Я пересказал князю Меншикову слышанное и виденное; он после долгой нерешимости, что делать, написал митрополиту самую убедительную просьбу перевести Зотикова обратно в Гельсингфорс. На это получили ответ, что исполнить ходатайство его светлости оказывается совершенно невозможным, но что святейший синод, по уважению участия его светлости к службе Зотикова, определил наградить сего последнего бархатною фиолетовою скуфьею! Зотиков вскоре помер, вероятно, от радости, что получил фиолетовую скуфью.

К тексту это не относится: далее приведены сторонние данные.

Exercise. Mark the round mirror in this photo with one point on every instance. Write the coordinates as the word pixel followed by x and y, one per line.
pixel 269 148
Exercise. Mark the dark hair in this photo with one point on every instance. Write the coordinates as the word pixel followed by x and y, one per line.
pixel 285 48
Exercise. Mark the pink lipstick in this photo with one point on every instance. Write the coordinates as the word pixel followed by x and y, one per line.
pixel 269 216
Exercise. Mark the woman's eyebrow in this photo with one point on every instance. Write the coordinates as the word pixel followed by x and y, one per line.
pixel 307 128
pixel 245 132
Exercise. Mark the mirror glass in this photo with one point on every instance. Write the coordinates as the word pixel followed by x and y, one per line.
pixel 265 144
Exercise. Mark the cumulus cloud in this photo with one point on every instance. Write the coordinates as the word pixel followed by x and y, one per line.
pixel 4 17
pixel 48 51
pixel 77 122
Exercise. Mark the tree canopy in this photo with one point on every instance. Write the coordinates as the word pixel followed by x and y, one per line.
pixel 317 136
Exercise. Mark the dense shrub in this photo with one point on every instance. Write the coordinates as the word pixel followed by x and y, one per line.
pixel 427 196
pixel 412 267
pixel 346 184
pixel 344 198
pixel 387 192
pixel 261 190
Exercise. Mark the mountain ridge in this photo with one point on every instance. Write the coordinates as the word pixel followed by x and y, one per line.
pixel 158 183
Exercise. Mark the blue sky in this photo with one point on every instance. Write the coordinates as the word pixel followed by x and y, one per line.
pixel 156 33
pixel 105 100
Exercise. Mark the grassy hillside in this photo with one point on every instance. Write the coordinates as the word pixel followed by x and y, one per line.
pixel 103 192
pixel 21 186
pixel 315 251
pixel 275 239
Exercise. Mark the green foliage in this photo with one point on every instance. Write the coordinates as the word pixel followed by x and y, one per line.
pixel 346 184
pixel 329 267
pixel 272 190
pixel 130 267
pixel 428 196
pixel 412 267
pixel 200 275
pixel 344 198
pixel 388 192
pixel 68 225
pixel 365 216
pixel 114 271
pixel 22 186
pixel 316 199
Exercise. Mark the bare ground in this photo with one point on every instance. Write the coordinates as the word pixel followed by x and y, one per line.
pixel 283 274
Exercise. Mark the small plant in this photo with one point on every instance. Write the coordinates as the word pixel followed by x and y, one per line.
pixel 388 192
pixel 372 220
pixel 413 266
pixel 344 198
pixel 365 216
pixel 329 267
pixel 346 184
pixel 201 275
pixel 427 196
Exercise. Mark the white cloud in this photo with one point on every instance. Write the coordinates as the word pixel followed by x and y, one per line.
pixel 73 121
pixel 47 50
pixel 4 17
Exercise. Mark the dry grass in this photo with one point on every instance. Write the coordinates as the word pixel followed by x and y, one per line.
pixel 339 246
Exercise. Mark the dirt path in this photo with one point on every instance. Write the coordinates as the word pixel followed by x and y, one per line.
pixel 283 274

Православное духовное начальство, поскольку оно проявлялось в Финляндии, не внушало мне чувств, могущих сделать из меня прозелита, тем более что уже в отрочестве моя совесть не могла усвоить себе убеждений в правоте действий во имя православия. Мой крестный отец, действительный статский советник Егор Борисович Фукс, был женат на трех живых женах, из которых первая вела процесс против двух позднейших, а вторая — против третьей, с которою Фукс прижил двух сыновей, быв до того бездетен. Когда синод решил, что второй и третий брак были незаконны, — Фукса не было уже на свете, а дети его, офицеры гвардии, и были признаны синодом незаконнорожденными. Допускаю, что в силу закона нельзя было решить это иначе, но зачем он медлил решением столь долгое время, что исполнение решения становилось возмутительным? Государь был, вероятно, сам возмущен этим решением, ибо в то же время пожаловал молодым Фуксам потомственное дворянство и фамилию Егорьевых.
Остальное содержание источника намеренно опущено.